Recent works by highly respected L.A. classic Modernist William Brice grace the L.A. Louver Gallery in Venice. The exhibition offers locals their first good look at his work since a 1986 retrospective at the Museum of Contemporary Art. The current spread of some 40 paintings and drawings puts one in mind of a philharmonic orchestra playing jazz with considerable verve.

The 77-year-old Brice developed after World War II as a heroic, somewhat anguished figurative artist in the circle around Rico Lebrun. His style evolved gradually, figures blending with Abstract Expressionist scale and Matisse’s vivid color. Results were kindred to early work by Brice’s friend Richard Diebenkorn, but you never mixed them up.

A 1970 Greek sojourn defined Brice’s later opus. His art absorbed a kind of Jungian, classical ancient world into the Modernist vocabulary. Figures grew architectonic while transmuting into abstract symbols. Subject matter in the ordinary sense was abandoned in favor of elemental themes. Now as then, earth, air, fire and water play in unison behind his central motifs–male and female standing for archetypes of the creative act.

All of which is too specific and ponderous to capture the experience of Brice’s new work. Its primary thrust is personal, so dragging in other artists’ names is silly except to establish ballpark reference points.

Matisse’s spirit remains, but now as embodied by his late, joyous paper cutouts. Brice has never before put this much emphasis on high-key color and flat form. Jacques Lipchitz is another familiar presence. Brice’s sensitive draftsmanship captures the sculptor’s monumental volumes with just simple uninflected-shape edges. What’s newest here, though, is a colloquial zing that brings Brice’s timeless world the beat of American argot, from Stuart Davis to Punk.

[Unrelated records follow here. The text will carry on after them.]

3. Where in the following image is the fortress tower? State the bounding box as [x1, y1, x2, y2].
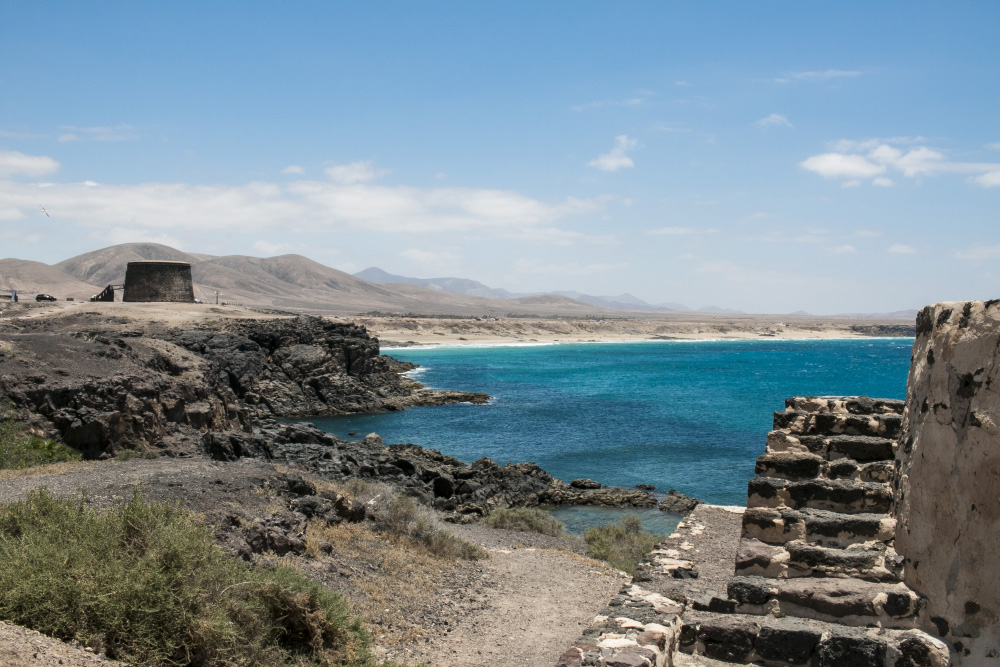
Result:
[122, 261, 195, 303]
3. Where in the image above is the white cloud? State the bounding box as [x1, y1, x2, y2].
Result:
[842, 180, 862, 188]
[511, 258, 628, 276]
[647, 226, 717, 235]
[587, 135, 637, 172]
[955, 244, 1000, 260]
[986, 142, 1000, 150]
[57, 124, 137, 142]
[755, 113, 793, 129]
[573, 97, 647, 112]
[888, 244, 917, 255]
[854, 229, 882, 238]
[832, 245, 856, 254]
[0, 176, 608, 242]
[399, 247, 461, 266]
[800, 153, 885, 179]
[972, 171, 1000, 188]
[675, 80, 691, 87]
[802, 140, 1000, 186]
[324, 160, 389, 184]
[0, 150, 61, 177]
[282, 165, 305, 175]
[829, 136, 926, 152]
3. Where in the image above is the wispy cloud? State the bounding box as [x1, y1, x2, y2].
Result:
[0, 128, 47, 140]
[572, 96, 648, 112]
[0, 150, 61, 177]
[399, 247, 461, 266]
[511, 258, 628, 276]
[800, 154, 886, 179]
[57, 124, 137, 143]
[282, 165, 305, 175]
[888, 244, 917, 255]
[955, 244, 1000, 260]
[832, 245, 856, 254]
[801, 139, 1000, 187]
[972, 171, 1000, 188]
[646, 226, 717, 235]
[324, 160, 389, 184]
[755, 113, 793, 129]
[0, 151, 609, 242]
[774, 69, 861, 84]
[587, 135, 637, 172]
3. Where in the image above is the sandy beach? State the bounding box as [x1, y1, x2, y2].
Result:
[351, 313, 915, 347]
[1, 301, 915, 347]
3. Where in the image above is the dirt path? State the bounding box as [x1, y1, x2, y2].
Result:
[399, 530, 627, 667]
[0, 459, 627, 667]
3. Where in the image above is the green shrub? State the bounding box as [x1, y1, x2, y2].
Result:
[583, 516, 662, 574]
[480, 507, 566, 536]
[0, 412, 81, 470]
[0, 489, 374, 666]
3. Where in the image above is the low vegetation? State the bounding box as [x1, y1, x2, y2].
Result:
[0, 408, 81, 470]
[0, 489, 377, 666]
[480, 507, 566, 536]
[344, 479, 487, 561]
[583, 516, 662, 574]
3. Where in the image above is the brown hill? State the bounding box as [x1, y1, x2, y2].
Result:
[45, 243, 608, 316]
[0, 258, 101, 299]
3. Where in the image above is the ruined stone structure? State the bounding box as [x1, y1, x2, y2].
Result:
[895, 302, 1000, 663]
[122, 261, 194, 303]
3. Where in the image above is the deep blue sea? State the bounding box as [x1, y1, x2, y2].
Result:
[307, 338, 913, 530]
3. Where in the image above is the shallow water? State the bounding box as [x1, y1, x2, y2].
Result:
[309, 338, 912, 519]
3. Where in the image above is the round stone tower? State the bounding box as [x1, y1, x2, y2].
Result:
[122, 261, 195, 303]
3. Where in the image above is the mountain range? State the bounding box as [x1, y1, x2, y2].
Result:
[353, 267, 739, 314]
[0, 243, 917, 319]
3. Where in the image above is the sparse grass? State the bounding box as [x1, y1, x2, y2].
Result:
[0, 408, 82, 470]
[480, 507, 566, 536]
[0, 489, 376, 666]
[583, 516, 663, 574]
[114, 445, 159, 462]
[346, 481, 487, 561]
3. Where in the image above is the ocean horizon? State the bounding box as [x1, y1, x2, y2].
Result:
[308, 338, 914, 528]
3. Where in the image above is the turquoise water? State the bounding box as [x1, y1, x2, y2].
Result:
[308, 338, 913, 508]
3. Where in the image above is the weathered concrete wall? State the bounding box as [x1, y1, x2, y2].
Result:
[894, 300, 1000, 664]
[122, 261, 194, 303]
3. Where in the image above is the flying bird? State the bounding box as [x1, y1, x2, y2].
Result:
[39, 205, 50, 217]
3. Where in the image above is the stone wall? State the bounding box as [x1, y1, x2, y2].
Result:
[894, 301, 1000, 663]
[122, 261, 194, 302]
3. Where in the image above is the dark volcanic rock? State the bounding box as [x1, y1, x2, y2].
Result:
[0, 316, 486, 459]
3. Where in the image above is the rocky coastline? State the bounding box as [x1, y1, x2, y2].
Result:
[0, 312, 690, 517]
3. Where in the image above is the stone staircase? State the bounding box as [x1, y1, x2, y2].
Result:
[678, 396, 950, 667]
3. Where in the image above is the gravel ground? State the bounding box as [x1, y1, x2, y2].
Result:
[0, 457, 628, 667]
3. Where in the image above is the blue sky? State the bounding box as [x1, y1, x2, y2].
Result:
[1, 1, 998, 314]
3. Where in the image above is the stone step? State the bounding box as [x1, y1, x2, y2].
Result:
[773, 411, 902, 439]
[725, 575, 923, 629]
[734, 538, 903, 583]
[742, 507, 896, 548]
[747, 477, 893, 514]
[784, 396, 905, 416]
[754, 452, 894, 484]
[766, 432, 897, 464]
[679, 609, 948, 666]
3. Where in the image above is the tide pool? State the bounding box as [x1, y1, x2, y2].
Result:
[308, 338, 913, 508]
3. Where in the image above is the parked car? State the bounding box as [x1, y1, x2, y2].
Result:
[35, 293, 57, 301]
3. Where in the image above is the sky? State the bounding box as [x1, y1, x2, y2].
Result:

The shank of the show includes nine handsome untitled paintings, three as large as 12 by 9 feet. The most dramatic piece uses a black background to pump up color. Against the vertical format lies a horizontal shape, roughly rectangular, with green squares of slightly differing sizes in diagonal corners. Between meander organic, interlocking zones in blue and brown. It might decode as earth and water.

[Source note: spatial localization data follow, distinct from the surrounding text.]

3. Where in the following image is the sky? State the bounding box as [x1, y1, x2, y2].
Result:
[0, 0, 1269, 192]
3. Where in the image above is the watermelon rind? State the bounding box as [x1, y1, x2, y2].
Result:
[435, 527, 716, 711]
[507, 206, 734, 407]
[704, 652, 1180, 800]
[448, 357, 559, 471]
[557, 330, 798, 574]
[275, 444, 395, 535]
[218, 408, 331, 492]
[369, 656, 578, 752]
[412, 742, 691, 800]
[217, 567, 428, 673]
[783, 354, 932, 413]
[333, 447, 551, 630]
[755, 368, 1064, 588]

Above are three vertical motifs. One–blue and lavender–resembles a clamp holding two spheroids. Its opposite in reds and oranges is plump, curvy and symmetrical. Certainly this is Adam and Eve. Between them a red vertical stands erect, crisscrossed by a yellow bolt–just as certainly an orgasmic explosion.

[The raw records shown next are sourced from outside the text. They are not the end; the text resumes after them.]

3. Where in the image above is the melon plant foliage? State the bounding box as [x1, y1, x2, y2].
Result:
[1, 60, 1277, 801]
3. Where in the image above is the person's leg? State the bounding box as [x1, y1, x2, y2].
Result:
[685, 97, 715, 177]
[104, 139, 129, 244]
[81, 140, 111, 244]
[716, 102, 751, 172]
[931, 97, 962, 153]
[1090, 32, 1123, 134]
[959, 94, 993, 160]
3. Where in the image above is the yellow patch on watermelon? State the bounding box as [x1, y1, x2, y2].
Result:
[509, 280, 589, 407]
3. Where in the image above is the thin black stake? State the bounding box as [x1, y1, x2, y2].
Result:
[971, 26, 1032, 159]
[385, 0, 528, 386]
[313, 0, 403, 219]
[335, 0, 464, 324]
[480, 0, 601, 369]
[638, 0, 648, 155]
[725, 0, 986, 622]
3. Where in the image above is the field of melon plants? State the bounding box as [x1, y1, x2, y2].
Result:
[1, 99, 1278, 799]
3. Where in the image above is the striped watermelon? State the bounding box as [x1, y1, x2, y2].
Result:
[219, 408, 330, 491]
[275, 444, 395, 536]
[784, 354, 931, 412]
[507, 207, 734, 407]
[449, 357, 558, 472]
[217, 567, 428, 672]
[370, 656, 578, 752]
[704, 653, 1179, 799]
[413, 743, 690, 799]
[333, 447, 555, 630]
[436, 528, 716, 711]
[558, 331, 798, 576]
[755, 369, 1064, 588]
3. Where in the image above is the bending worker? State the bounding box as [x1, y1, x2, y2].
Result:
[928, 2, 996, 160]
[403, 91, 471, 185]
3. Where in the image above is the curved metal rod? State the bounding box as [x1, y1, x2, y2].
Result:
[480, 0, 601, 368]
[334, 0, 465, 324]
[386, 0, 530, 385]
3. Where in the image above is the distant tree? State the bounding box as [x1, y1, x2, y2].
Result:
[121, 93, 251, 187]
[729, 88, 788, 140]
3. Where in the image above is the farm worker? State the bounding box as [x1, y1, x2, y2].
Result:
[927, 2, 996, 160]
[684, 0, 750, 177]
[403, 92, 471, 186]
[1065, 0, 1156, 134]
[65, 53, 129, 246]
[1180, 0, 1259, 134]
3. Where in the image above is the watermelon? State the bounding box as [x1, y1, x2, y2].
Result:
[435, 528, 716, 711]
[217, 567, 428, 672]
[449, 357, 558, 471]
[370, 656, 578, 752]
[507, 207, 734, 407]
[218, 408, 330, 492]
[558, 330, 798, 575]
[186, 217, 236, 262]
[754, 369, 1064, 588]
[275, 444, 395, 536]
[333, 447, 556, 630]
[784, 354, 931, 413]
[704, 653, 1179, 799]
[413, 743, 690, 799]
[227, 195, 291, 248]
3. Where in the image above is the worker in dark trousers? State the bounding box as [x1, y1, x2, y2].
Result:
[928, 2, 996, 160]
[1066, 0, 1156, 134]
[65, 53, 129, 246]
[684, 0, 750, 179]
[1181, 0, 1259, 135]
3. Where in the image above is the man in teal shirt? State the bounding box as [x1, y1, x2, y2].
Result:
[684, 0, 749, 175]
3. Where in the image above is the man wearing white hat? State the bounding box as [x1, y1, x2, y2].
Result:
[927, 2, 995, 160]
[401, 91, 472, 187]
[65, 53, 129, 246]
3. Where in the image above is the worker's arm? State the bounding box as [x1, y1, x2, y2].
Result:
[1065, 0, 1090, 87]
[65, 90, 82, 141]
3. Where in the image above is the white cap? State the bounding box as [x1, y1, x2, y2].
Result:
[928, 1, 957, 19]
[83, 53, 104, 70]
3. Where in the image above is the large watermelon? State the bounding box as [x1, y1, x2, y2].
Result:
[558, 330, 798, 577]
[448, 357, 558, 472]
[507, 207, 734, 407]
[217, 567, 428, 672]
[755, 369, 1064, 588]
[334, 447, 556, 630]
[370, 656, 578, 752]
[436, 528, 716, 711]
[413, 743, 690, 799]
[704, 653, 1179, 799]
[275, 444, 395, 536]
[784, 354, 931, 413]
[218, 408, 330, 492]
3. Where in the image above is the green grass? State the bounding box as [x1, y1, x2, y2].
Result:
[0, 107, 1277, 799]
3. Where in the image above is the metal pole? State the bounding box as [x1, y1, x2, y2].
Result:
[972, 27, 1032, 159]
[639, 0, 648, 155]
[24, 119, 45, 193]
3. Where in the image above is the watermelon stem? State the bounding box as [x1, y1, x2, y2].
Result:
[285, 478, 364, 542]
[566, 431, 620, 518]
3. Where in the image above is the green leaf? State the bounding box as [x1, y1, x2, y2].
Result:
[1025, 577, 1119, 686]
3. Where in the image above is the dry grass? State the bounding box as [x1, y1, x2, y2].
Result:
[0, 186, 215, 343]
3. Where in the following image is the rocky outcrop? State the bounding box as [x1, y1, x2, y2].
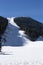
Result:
[14, 17, 43, 41]
[0, 16, 8, 35]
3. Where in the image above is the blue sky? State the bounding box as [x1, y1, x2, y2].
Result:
[0, 0, 43, 23]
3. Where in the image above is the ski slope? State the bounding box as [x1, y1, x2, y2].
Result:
[0, 17, 43, 65]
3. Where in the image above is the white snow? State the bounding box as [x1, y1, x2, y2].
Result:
[0, 17, 43, 65]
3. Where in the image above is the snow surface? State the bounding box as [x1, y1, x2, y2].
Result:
[0, 17, 43, 65]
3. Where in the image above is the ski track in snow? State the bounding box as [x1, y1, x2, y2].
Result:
[0, 17, 43, 65]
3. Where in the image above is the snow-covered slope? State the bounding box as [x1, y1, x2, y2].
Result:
[0, 17, 43, 65]
[2, 17, 43, 46]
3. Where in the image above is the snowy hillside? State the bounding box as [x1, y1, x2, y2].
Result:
[0, 17, 43, 65]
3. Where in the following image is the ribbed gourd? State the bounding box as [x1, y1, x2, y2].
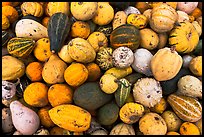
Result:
[48, 12, 71, 53]
[7, 37, 36, 58]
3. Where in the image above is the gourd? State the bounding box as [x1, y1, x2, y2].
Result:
[105, 66, 132, 79]
[96, 24, 113, 37]
[38, 106, 55, 128]
[70, 21, 91, 39]
[193, 39, 202, 56]
[2, 108, 14, 133]
[114, 78, 131, 107]
[96, 47, 113, 70]
[196, 16, 202, 28]
[112, 11, 127, 30]
[7, 37, 35, 58]
[149, 3, 178, 33]
[119, 102, 144, 124]
[124, 6, 141, 15]
[157, 32, 168, 49]
[189, 56, 202, 76]
[177, 75, 202, 99]
[2, 5, 19, 23]
[133, 78, 162, 108]
[2, 80, 19, 100]
[180, 122, 200, 135]
[177, 2, 198, 14]
[21, 2, 44, 17]
[86, 63, 101, 82]
[110, 24, 140, 50]
[150, 47, 183, 81]
[15, 19, 48, 41]
[169, 21, 199, 54]
[2, 56, 25, 81]
[42, 54, 67, 84]
[112, 47, 134, 68]
[33, 128, 50, 135]
[110, 123, 135, 135]
[68, 38, 96, 63]
[135, 2, 151, 13]
[2, 14, 10, 30]
[167, 94, 202, 122]
[139, 28, 159, 50]
[46, 2, 69, 17]
[70, 2, 98, 21]
[48, 12, 71, 53]
[64, 63, 88, 87]
[177, 10, 189, 23]
[99, 74, 118, 94]
[192, 21, 202, 36]
[127, 14, 148, 29]
[49, 104, 91, 132]
[58, 44, 74, 64]
[131, 48, 153, 76]
[150, 97, 167, 114]
[73, 82, 113, 110]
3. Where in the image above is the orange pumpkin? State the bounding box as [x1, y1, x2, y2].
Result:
[2, 5, 19, 23]
[86, 63, 101, 82]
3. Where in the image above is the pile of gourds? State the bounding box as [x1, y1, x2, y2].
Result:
[2, 2, 202, 135]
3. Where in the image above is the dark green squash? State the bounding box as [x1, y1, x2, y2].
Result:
[73, 82, 113, 111]
[193, 39, 202, 56]
[110, 24, 140, 50]
[7, 37, 35, 58]
[161, 68, 191, 95]
[114, 78, 131, 107]
[97, 101, 119, 126]
[48, 12, 71, 53]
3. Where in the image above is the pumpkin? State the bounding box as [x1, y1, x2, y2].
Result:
[105, 66, 132, 79]
[96, 47, 113, 70]
[99, 74, 118, 94]
[38, 106, 55, 128]
[127, 14, 148, 29]
[42, 16, 50, 28]
[177, 2, 198, 14]
[25, 62, 43, 82]
[192, 21, 202, 36]
[64, 63, 88, 87]
[133, 78, 163, 108]
[46, 2, 69, 16]
[135, 2, 151, 13]
[190, 8, 202, 19]
[86, 63, 101, 82]
[7, 37, 35, 58]
[119, 102, 144, 124]
[49, 104, 91, 132]
[110, 123, 135, 135]
[2, 56, 25, 81]
[70, 21, 91, 39]
[169, 22, 199, 54]
[21, 2, 44, 17]
[48, 84, 73, 107]
[112, 11, 127, 30]
[48, 12, 71, 53]
[180, 122, 200, 135]
[96, 102, 119, 126]
[24, 82, 48, 107]
[177, 10, 189, 23]
[2, 14, 10, 30]
[150, 47, 183, 81]
[58, 44, 74, 64]
[189, 56, 202, 76]
[110, 24, 140, 50]
[33, 38, 52, 62]
[2, 5, 19, 23]
[70, 2, 98, 21]
[92, 2, 114, 25]
[139, 28, 159, 50]
[73, 82, 113, 111]
[167, 94, 202, 122]
[149, 4, 178, 33]
[68, 38, 96, 63]
[112, 47, 134, 68]
[177, 75, 202, 99]
[157, 32, 168, 49]
[87, 31, 108, 52]
[42, 54, 67, 84]
[114, 78, 131, 107]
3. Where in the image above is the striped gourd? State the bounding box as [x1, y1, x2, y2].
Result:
[167, 94, 202, 122]
[114, 78, 131, 107]
[48, 12, 71, 53]
[7, 37, 35, 58]
[110, 24, 140, 50]
[2, 31, 12, 47]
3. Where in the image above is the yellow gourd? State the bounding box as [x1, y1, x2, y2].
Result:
[21, 2, 44, 17]
[189, 56, 202, 76]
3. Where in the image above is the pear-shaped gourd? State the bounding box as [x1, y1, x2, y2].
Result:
[42, 54, 67, 84]
[15, 19, 48, 40]
[10, 100, 40, 135]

And just as certainly not. Brice’s paintings compel the eye but resist verbal elucidation. They’re not cranky but insist on being read visually and philosophically. Evocation of primal forces says the work is about a basic creative drive. Their Olympian detachment tells us human procreation isn’t the artist’s central concern. The paintings themselves inform us that their main theme is artistic creativity.

As if to nail down this point, Brice–an unquestioned virtuoso–set himself a difficult challenge. All paintings appear to consciously run the risk of being boring. All are composed of two-dimensional shapes largely self-contained. They take no obvious advantage of standard devices for achieving illusionistic volume, deep space or interlocking drama. Formal elements tend to be isolated and self-absorbed. In a lesser artist, this would be a prescription for failure. But Brice uses less to bring off more.

Speaking of the old less-is-more cliche, the artist actually revised the tack of reductivist art to remind us that painting can still be something more than pure phenomenon or mere formality. The net effect of his astringent cocktail of sensibilities makes a place where the lyric meets the epic, energy confronts exhaustion, and rapture boogies with anxiety.